In [21], the proposed miniaturized FSS exhibited a large inductance, and the operating bandwidth could be increased without enlarging the size of the unit cell, demonstrating a wideband behavior with 70% fractional bandwidth and angular stability until 60°. Compared with this study, Hu D. et al. in [23] validated the application of miniaturization techniques for lower frequencies, obtaining a low-frequency bandpass response with good angular robustness. Furthermore, very low-profile topologies were discussed in [24,25,26], proving robust bandpass performance, along with cost-effectiveness.

As apparent from the aforementioned remarks, angular stability serves as an auxiliary attribute in elucidating the electromagnetic functionality of FSSs in passive radomes [27,28]. Presently, methodologies in passive FSS radome design predominantly revolve around maintaining stable operational frequencies or mitigating slight deviations when subjected to significant incidence angles. Among these methods, miniaturized structural designs have proven to be the most efficacious, as stated in [29,30], together with tunable configurations [31].

Since the S and C bands play a crucial role in radome applications due to their significance in various communication and radar systems, low-profile miniaturized solutions were presented in [32,33,34,35,36,37]. In [34], a double metallic, single dielectric layered bandpass FSS was examined, exhibiting a 53% fractional bandwidth within the S band. Furthermore, in [32], M. Hussein et al. presented a novel approach employing two resonant miniaturized layers consisting of inductively coupled resonators, yielding a second-order bandpass response. Notably, this structure demonstrated polarization independence and stability across diverse incident angles, boasting a low-profile and compact form factor suitable for potential deployment in very low-frequency applications. Additionally, a low-profile miniaturized-element frequency-selective surface (MEFSS) with a narrowband, second-order bandpass response was introduced in [33]. Its miniaturized-element unit cell integrated a capacitively loaded parallel LC unit, resulting in a narrowband bandpass characteristic. To achieve a higher-order filtering response, the design incorporates five metallic layers forming an FSS, comprising two layers of parallel LC resonators separated by an inductive impedance inverter layer. Remarkably, the proposed design exhibited insensitivity to the polarization and incidence direction of the impinging electromagnetic wave, further enhancing its versatility and applicability.
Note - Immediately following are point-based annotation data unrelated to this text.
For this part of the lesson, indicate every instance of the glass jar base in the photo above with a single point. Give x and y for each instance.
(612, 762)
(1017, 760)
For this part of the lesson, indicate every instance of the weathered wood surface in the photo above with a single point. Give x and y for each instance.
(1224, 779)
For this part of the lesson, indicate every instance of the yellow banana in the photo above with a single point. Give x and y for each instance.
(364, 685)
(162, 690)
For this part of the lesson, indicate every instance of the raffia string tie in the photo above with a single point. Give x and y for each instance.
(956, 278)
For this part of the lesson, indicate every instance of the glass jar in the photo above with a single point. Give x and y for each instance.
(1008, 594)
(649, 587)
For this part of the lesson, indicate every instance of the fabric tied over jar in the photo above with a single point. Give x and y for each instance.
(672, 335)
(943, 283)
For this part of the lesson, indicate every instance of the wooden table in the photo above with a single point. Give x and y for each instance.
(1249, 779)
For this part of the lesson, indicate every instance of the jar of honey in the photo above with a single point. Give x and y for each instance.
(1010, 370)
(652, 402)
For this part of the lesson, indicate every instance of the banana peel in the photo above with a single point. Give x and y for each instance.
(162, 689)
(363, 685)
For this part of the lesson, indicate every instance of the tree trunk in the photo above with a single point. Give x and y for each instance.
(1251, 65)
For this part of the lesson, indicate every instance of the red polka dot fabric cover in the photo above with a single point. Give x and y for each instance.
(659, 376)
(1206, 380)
In this challenging scenario, this manuscript features an ultrathin frequency selective surface (FSS) bandpass filter with extraordinary wideband and angular performance designed for operating in the S-C bands. The bandpass filter was constructed by interposing an ultrathin dielectric substrate between two lossless FSS layers. The FSS layers were realized with a meandered I-shaped unit-cell that was placed vertically at the top layer and horizontally at the bottom layer, respectively, guaranteeing the structure polarization insensitivity.

The main contributions of this study are threefold. First, the miniaturization of the FSS element was achieved through meandering the I-shaped unit cell, which allowed for an extremely low-profile unit cell with electrical dimensions equal to 0.16${\lambda }_L$ × 0.16${\lambda }_L$ × 0.003${\lambda }_L$, where ${\lambda }_L$ is the free space wavelength at the lowest frequency of the operational band. Second, the proposed filter demonstrated a −3 dB transmission band from 2 to 6.76 GHz (a fractional bandwidth of 108.7%) under normal incidence, exhibiting remarkable wideband performance with a flat bandpass. Finally, the filter was proven to have stable responses across various polarizations and significant angular insensitivity up to 40° for the incidence wave.

The rest of the paper is organized as follows. In Section 2, a description of the structure under analysis is presented, along with the equivalent circuit model development. In Section 3, the numerical results obtained through accurate full-wave simulations are reported and confirmed by experimental validations. Finally, the results are discussed in Section 4, and concluding remarks are drawn in Section 5.

2. Materials and Methods

A detailed 3-D perspective view of the unit cell design is depicted in Figure 1. The unit cell structure had an overall dimension of 24 mm × 24 mm (0.16 ${\lambda }_L$ × 0.16 ${\lambda }_L$). The FSS layers were placed on the two faces of a 0.46 mm (0.003${ \lambda }_L$) thick FR4 (${\epsilon }_r$ = 4.3, tan δ = 0.02) substrate.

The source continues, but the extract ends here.